Hasdaï ibn Shaprut peut être considéré comme un bienfaiteur de la communauté juive dans le monde, non seulement par la création d'un environnement favorable aux études académiques en Espagne, mais aussi par ses interventions au profit des Juifs étrangers, comme en témoigne sa lettre à la princesse byzantine Hélène. Dans celle-ci, il invoque le traitement équitable des chrétiens d'al-Andalus et demande par réciprocité un traitement comparable des Juifs de Byzance.
Au début du XIe siècle, le califat de Cordoue se désagrège au profit d'une multitude de royaumes : les principautés indépendantes des taïfas, berbères au sud, slaves sur la cote orientale et sous domination des grandes familles muladíes ou arabes. La désintégration du califat disperse les lettrés juifs dans l'ensemble de la péninsule en ouvrant de nouvelles opportunités. Les services des savants ou médecins ou commerçants ou poètes ou universitaires juifs sont généralement généralement appréciés tant des chrétiens que des musulmans-
L'apport des séfarades à la culture universelle est alors remarquable. Le rabbin et philosophe néo-platonicien Salomon ibn Gabirol (1020 - 1058) produit le « Fons Vitae » qui va inspirer la scolastique chrétienne jusqu'à Thomas d'Aquin. Les Juifs pratiquent l'astronomie, la médecine, la logique et les mathématiques, notamment parce que ces disciplines étaient considérées comme des fondements de la connaissance divine. L'étude de la nature, vue comme l'étude directe de l'œuvre du Créateur, est un moyen idéal pour mieux comprendre et se rapprocher de Dieu-
Dès l'époque de Hasdaï, Al-Andalus devient petit-à-petit un centre majeur de la philosophie juive. Fidèles aux traditions talmudiques et midrashiques, les philosophes juifs se consacrent à l'éthique-
En plus de leurs contributions originales, nombreux sont les séfarades qui s'adonnent à la traduction. Les textes grecs sont traduits en arabe, les textes arabes en hébreu, les textes arabes et hébreux en latin et réciproquement. C'est ainsi que les Juifs ont contribué à diffuser dans le reste de l'Europe, la science et la philosophie, à la base de la Renaissance-
Parmi les plus éminents des vizirs juifs des Taifas musulmans, il faut citer Samuel ibn Nagrela (993-1060), dit Samuel ha-Naguid. Né à Cordoue, il vit à Grenade et y reçoit une solide formation hébraïque et talmudique, ainsi que mathématiques et philosophique. Il parle plusieurs langues, possède parfaitement l'arabe et a un beau talent de calligraphe. Il est nommé vizir du roi Habus ben Maksan (1019 - 1038) puis de son fils Badis ben Habus (1038 - 1073) dont il appuie les prétentions au trône. En signe de gratitude, Badis donne à son vizir le plein contrôle de son royaume, que Samuel gouverne avec sagesse pendant plus de trente ans, menant de victorieuses campagnes contre le royaume de Séville et ses alliés, ou usant de son habileté diplomatique pour promouvoir ses intérêts. Samuel apporte une telle prospérité aux Juifs de Grenade qu'ils lui confèrent le titre de Naguid ou Prince. Poète doué, Samuel ha-Naguid compose des poèmes sur la guerre, l'amour et l'amitié. Il fait aussi l'éloge du vin, et chante les plaisirs ou les chagrins. Sa poésie a souvent des accents mélancoliques, notamment dans ses élégies qui pleurent la mort d'un ami ou les souffrances du peuple juif exilé et sa nostalgie de Sion. Son introduction au Talmud est la norme aujourd'hui. Son fils Joseph ibn Nagrela est également vizir. Il est assassiné lors du massacre de Grenade de 1066 avec environ 4000 autres Juifs.

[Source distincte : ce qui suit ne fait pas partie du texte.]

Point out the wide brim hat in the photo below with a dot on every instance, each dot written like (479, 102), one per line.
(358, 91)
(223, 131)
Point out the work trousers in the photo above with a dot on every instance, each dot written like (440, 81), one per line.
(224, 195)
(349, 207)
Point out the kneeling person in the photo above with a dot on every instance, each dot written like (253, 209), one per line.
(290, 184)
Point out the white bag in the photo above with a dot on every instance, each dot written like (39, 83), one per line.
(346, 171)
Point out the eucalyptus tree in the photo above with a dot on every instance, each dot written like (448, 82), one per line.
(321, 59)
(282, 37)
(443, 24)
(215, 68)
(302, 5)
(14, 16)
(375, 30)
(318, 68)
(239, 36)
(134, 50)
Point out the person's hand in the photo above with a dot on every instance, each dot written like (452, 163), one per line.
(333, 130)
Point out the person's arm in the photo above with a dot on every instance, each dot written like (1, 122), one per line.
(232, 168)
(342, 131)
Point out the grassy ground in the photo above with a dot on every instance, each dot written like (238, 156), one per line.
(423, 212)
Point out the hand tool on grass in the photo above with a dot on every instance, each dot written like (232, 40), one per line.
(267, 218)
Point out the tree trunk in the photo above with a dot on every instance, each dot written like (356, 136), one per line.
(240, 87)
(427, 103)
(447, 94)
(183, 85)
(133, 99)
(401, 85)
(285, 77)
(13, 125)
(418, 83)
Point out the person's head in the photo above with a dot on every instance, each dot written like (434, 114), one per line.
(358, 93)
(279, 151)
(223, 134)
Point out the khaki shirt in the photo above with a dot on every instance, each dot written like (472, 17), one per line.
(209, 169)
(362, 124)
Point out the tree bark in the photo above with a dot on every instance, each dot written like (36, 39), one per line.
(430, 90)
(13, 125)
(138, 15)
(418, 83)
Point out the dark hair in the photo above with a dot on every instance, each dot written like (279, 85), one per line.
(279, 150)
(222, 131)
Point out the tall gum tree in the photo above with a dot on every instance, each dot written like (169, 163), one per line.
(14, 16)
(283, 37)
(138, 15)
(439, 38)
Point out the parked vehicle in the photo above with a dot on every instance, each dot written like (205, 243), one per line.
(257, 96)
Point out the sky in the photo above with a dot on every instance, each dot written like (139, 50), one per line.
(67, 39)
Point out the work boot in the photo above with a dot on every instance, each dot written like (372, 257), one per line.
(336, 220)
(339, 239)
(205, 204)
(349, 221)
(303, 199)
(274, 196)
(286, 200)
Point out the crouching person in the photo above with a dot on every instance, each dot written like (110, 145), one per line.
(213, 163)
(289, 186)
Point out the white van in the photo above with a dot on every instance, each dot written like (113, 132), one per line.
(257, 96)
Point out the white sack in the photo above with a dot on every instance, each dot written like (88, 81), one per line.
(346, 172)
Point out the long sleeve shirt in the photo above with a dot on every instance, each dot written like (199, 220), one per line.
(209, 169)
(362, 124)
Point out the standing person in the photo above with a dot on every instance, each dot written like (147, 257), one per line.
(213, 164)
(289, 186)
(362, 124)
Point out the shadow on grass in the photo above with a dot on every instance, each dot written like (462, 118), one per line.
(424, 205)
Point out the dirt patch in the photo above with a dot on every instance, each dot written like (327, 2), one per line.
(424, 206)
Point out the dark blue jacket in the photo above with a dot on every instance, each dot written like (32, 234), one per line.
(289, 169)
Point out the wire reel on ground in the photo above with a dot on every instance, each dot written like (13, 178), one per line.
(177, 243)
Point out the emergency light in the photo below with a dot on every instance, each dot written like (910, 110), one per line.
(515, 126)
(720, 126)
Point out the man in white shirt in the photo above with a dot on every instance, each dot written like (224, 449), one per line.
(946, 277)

À l'époque de Samuel ibn Nagrela, Abraham Ben Méir Ibn Mouhadjir occupe également la fonction de vizir du roi de Séville Al Mutamid Ibn Abbad, et Abu al-Fadl Hasdai est au service de Al-Muqtadir à Saragosse-
Les œuvres des Séfarades d'al-Andalus ont rayonné parmi les intellectuels bien au-delà de la communauté juive. Un des cas les plus remarquables est celui de Salomon ibn Gabirol (1020-1058). Son œuvre philosophique – rédigée en arabe comme la plupart des textes judéo-espagnols, mais qui ne nous a été transmise que par sa traduction latine, inachevée, du XIIe siècle, « Fons Vitae » (« la Source de vie ») publiée avec comme nom d'auteur Avicebron – n'a guère circulé dans les milieux juifs andalous, mais elle a surtout exercé son influence dans le monde chrétien où elle jouit jusqu'au XVe siècle d'une très grande renommée (en partie due aux attaques dont elle fut l'objet de la part des philosophes scolastiques, en particulier Albert le Grand et Thomas d'Aquin). Elle constitue une des sources principales du néoplatonisme médiéval.
Les troubles politiques n'ont pas d'effet immédiat sur cette floraison intellectuelle qui connaît au XIe siècle son époque de splendeur. Mais l'âge d'or prend fin bien avant l'achèvement de la Reconquista. Le 30 décembre 1066, une foule musulmane prend d'assaut le palais royal de Grenade, crucifie le vizir juif, Joseph ibn Nagrela et massacre la plus grande partie de la population juive de la ville : « 1500 familles juives, représentant environ 4000 personnes disparaissent en un jour ». Le massacre de Grenade a été l'un des premiers signes d'un déclin du statut des Juifs, qui résulte en grande partie de la conquête de l'Espagne par les sectes islamiques d'Afrique du Nord les plus zélées.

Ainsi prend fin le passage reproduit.